Suppose a common case, that a man were to say that, in his opinion, another was insolvent, a bankrupt, or a thief, would he not be answerable for this opinion? He certainly would. And ought a man to be permitted to slander the Government and not an individual? If the licentiousness of the press be allowed to go thus far, there will be nothing safe in character; it will always be in the power of a malicious person to rob the best men of their reputation with impunity. He presumed, therefore, that there was no ground for the distinction which the gentleman had attempted to draw.

The gentleman from Virginia had called upon the advocates of this resolution to show, that the member from Vermont could be punished a second time. Mr. B. did not know that the expulsion of a member from his seat could be considered in the light of a punishment. It was merely lopping off from the Legislative body a rotten member who contaminates the whole system. This was done without regard to the member himself, but with a view solely to the health and purity of the body of which he is a member. The constitution, however, left no doubt on the subject.
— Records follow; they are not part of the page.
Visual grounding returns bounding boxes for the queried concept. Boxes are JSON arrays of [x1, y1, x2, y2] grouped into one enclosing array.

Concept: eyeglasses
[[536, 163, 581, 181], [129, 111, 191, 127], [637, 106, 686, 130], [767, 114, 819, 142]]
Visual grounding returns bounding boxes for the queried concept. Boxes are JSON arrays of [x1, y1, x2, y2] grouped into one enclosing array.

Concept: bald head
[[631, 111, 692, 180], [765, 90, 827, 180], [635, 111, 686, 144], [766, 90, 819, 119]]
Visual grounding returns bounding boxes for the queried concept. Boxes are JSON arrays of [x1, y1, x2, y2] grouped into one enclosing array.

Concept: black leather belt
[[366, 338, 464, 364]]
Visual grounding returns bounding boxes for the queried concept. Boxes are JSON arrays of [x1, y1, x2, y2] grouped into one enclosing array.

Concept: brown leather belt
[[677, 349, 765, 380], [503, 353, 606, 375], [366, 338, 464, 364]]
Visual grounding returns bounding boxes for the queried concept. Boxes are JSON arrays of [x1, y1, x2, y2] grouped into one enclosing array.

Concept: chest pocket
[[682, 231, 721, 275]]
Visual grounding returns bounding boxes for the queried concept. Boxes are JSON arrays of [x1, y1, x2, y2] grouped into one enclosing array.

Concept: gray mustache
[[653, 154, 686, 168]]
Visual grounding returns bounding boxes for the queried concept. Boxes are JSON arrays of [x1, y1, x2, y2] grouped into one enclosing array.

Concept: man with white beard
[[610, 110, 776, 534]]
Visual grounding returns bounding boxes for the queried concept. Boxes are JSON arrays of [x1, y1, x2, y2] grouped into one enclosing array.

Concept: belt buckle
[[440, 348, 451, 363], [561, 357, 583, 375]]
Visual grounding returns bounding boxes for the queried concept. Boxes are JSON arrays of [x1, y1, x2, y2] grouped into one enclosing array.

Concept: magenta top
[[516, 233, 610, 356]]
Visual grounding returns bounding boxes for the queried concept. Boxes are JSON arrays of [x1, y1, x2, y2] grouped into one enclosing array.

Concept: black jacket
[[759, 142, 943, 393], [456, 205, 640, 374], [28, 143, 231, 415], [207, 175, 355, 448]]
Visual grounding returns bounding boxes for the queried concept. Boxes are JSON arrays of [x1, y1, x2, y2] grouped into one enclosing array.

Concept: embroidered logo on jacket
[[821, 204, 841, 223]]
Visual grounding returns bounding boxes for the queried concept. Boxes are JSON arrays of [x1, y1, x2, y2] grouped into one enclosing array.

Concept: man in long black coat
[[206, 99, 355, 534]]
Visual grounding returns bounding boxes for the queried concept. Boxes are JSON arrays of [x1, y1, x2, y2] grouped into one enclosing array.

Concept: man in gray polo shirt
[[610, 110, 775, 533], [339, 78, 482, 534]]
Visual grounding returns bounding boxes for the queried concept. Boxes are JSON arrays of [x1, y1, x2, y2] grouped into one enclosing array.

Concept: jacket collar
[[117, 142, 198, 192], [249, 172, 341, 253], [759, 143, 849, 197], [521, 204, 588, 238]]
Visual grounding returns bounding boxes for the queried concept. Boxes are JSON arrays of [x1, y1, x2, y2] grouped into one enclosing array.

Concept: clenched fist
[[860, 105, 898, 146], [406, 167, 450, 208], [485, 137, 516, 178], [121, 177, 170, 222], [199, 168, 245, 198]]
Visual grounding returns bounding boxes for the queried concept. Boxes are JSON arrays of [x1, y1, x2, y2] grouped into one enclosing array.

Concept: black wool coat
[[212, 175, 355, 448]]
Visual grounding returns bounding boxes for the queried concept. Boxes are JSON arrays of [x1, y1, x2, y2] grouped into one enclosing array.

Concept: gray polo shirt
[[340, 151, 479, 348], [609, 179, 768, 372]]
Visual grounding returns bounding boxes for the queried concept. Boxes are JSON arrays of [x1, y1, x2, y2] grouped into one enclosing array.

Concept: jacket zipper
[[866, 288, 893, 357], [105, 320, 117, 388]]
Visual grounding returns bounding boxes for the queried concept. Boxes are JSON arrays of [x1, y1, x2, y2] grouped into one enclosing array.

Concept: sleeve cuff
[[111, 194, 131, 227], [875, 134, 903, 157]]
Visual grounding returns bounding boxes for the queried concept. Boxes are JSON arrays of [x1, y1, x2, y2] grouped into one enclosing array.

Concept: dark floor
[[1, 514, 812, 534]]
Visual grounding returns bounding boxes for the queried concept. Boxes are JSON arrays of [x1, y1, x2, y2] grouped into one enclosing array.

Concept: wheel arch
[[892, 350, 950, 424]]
It is said that the member from Vermont has been re-elected, since his offences were known. He wished the gentleman from Virginia to say, how this fact was ascertained. At one moment he disputes the truth of the record, and says it cannot be considered as conclusive or creditable; yet, at another, he asserts a fact, upon the grounds of an extract of a letter, or a paragraph in a newspaper, of which this House could take no notice. The member was not re-elected to the present Congress, nor was any return made of his re-election to the next. Suppose he had a majority of votes at the late election, may it not hereafter appear that the election was carried by corruption or fraud, and that the member is not entitled to his seat?

It is suggested as a fact that the letter of the member from Vermont was written before the law passed; but the crime is not in the writing of the letter, but in the publication of it. There would have been no crime in scandalously writing, if he had not published the letter. The crime consisted not in the wickedness of his own heart, but the intention to corrupt others; the design to scatter firebrands through the community, with a view of exciting insurrections. If, therefore, he could have proved before the court and jury that he was not accessory to the publication after the passing of the law, he would doubtless have been acquitted; and though he did not think highly of the talents of that member, he supposed, if this had been the case, he would have had wit enough to have availed himself of it.
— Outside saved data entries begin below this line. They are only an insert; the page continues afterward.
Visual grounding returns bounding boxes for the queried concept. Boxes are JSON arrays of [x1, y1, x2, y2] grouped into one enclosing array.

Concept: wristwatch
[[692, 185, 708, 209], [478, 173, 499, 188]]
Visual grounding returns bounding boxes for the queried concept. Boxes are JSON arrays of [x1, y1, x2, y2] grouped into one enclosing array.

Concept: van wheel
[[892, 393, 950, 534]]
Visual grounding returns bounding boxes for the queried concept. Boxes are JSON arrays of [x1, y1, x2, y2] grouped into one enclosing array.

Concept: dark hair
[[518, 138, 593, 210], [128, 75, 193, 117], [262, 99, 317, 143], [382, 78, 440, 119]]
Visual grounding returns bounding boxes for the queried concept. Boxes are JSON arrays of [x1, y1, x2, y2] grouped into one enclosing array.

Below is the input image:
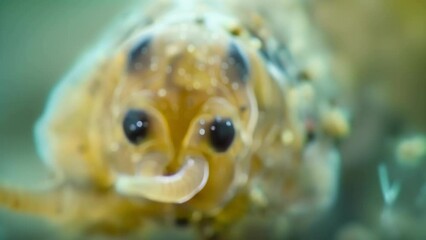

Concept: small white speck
[[157, 88, 167, 97], [199, 128, 206, 136], [136, 121, 143, 127]]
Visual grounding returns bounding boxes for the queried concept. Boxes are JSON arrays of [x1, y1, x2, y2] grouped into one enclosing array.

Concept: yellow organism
[[0, 1, 347, 238]]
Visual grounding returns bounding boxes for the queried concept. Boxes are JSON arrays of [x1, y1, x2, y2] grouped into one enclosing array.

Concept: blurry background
[[0, 0, 134, 185], [0, 0, 425, 239]]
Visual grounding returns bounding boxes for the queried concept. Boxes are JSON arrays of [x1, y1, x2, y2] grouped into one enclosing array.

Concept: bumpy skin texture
[[1, 0, 347, 238]]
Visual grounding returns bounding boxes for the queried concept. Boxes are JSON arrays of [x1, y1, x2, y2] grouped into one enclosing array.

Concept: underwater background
[[0, 0, 425, 239]]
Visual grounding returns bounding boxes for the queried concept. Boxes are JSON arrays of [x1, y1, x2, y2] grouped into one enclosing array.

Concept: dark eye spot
[[209, 117, 235, 152], [123, 109, 150, 144], [227, 41, 250, 82], [128, 35, 152, 71]]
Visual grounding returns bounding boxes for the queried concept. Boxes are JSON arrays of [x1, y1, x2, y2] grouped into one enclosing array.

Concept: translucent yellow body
[[0, 1, 348, 238]]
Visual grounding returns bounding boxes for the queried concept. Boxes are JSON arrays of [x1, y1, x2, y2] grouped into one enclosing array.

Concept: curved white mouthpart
[[116, 156, 209, 203]]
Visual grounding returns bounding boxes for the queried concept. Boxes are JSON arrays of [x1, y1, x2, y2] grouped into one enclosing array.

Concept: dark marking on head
[[128, 35, 153, 72], [226, 41, 250, 83]]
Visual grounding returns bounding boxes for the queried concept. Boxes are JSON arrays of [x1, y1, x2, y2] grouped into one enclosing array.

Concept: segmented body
[[1, 0, 348, 239]]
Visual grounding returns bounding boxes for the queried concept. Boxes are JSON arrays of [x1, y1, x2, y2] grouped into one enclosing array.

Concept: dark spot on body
[[229, 25, 243, 36], [305, 120, 316, 143], [226, 41, 250, 83], [306, 130, 316, 143], [239, 106, 247, 112], [175, 217, 190, 227], [128, 35, 152, 72]]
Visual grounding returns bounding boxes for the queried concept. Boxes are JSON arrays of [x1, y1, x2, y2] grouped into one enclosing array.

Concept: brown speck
[[240, 106, 247, 112], [229, 26, 243, 36], [298, 70, 312, 81]]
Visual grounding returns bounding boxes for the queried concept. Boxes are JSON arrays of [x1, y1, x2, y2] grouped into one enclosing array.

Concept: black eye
[[122, 109, 150, 144], [209, 117, 235, 152]]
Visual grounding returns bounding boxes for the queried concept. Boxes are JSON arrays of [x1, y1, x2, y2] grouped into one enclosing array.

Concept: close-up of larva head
[[35, 11, 281, 211], [0, 0, 425, 239]]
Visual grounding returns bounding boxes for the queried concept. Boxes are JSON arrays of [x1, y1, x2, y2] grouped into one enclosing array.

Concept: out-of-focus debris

He would say a word with respect to the consequences of the crime upon a member. In England, a member of the House of Commons may be expelled for libellous matter. Such was the case with Mr. Wilkes; though in this case, the transaction was afterwards expunged from the journals, it was not done upon the principle that the original expulsion was not justifiable, but because he had been expelled for the same offence, after he had been re-elected to the same Parliament.

Believing, as he did, that the member in question disgraced the body to which at present he belonged, he hoped the resolution would be allowed to wash away the blot which marked and disfigured this branch of the Government.
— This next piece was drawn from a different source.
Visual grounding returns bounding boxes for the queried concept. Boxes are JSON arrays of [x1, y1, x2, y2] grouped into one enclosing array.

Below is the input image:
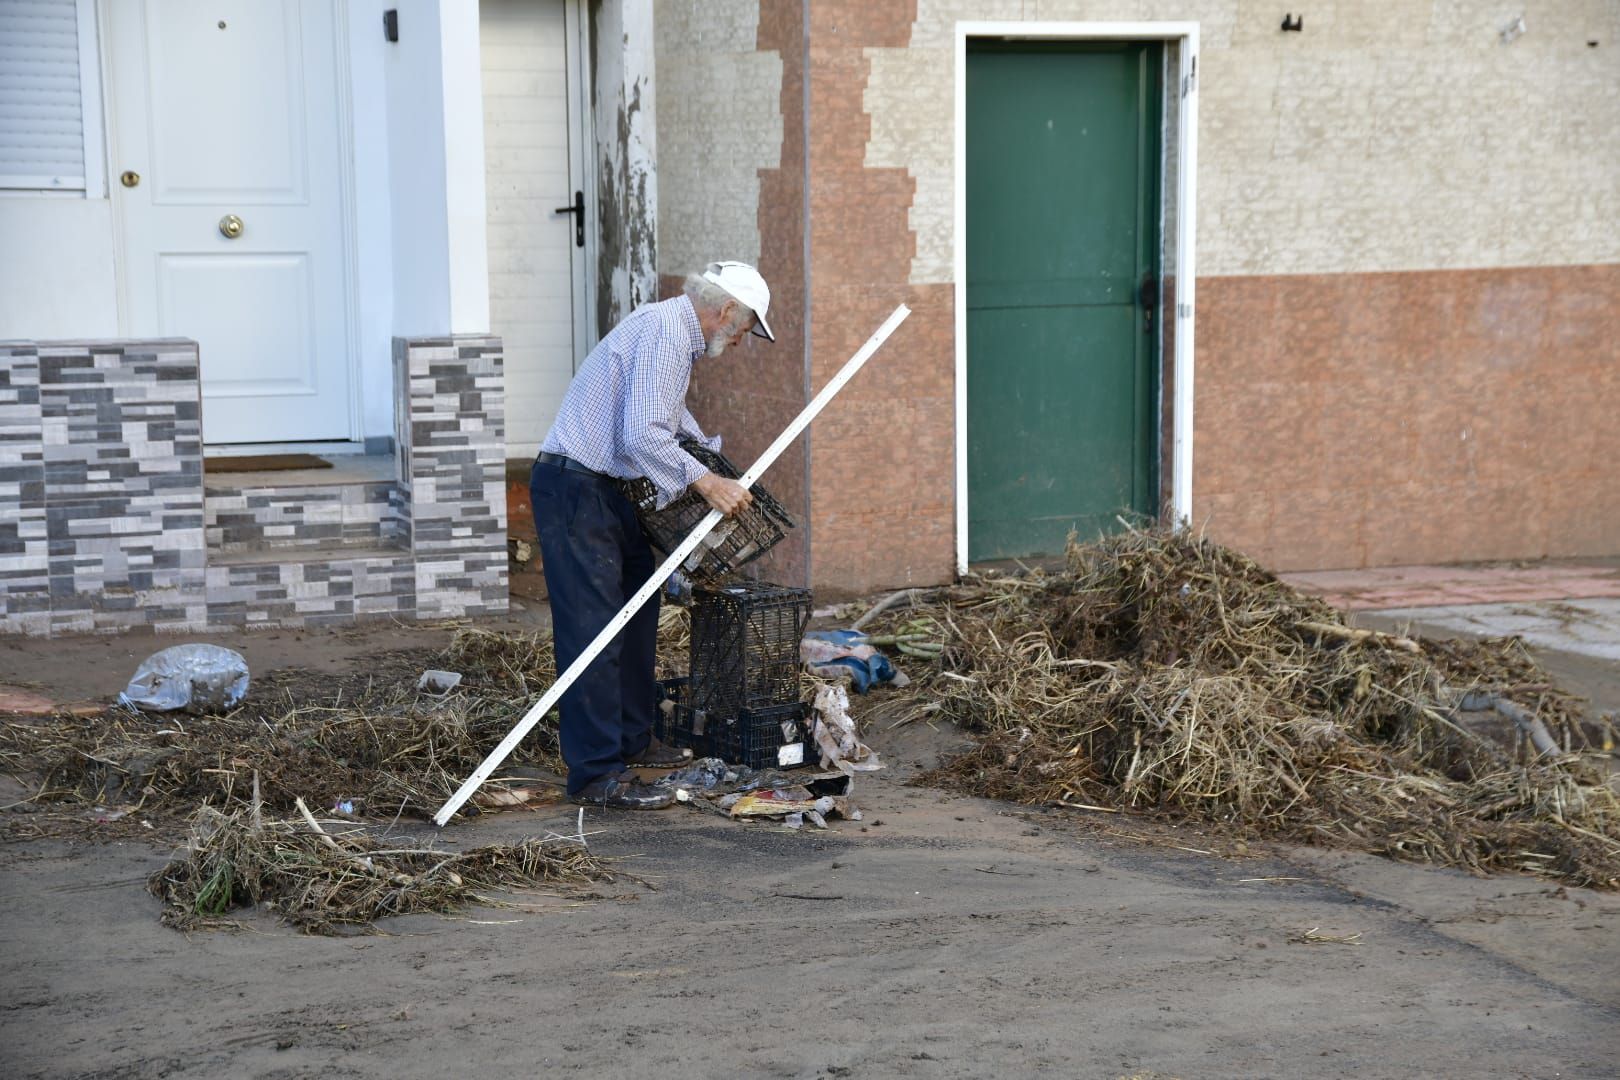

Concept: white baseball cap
[[702, 261, 775, 342]]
Mr. Gallatin confessed that, though there were some reasons which diminished his surprise at seeing this resolution on the table, he did not expect to have heard it defended on the ground which the gentleman from Delaware had taken in his last speech. He did not expect that when a judgment, awarded under the sedition law, was under consideration, a gentleman should rise and tell the House that this law applies to the publication of opinions as well as to that of facts; and it was less to be expected from the very gentleman who introduced an amendment into that law, providing that the truth of a charge may be given in evidence. His present declaration amounted to this: that those words were introduced in order to deceive the public, since they could be of no real use.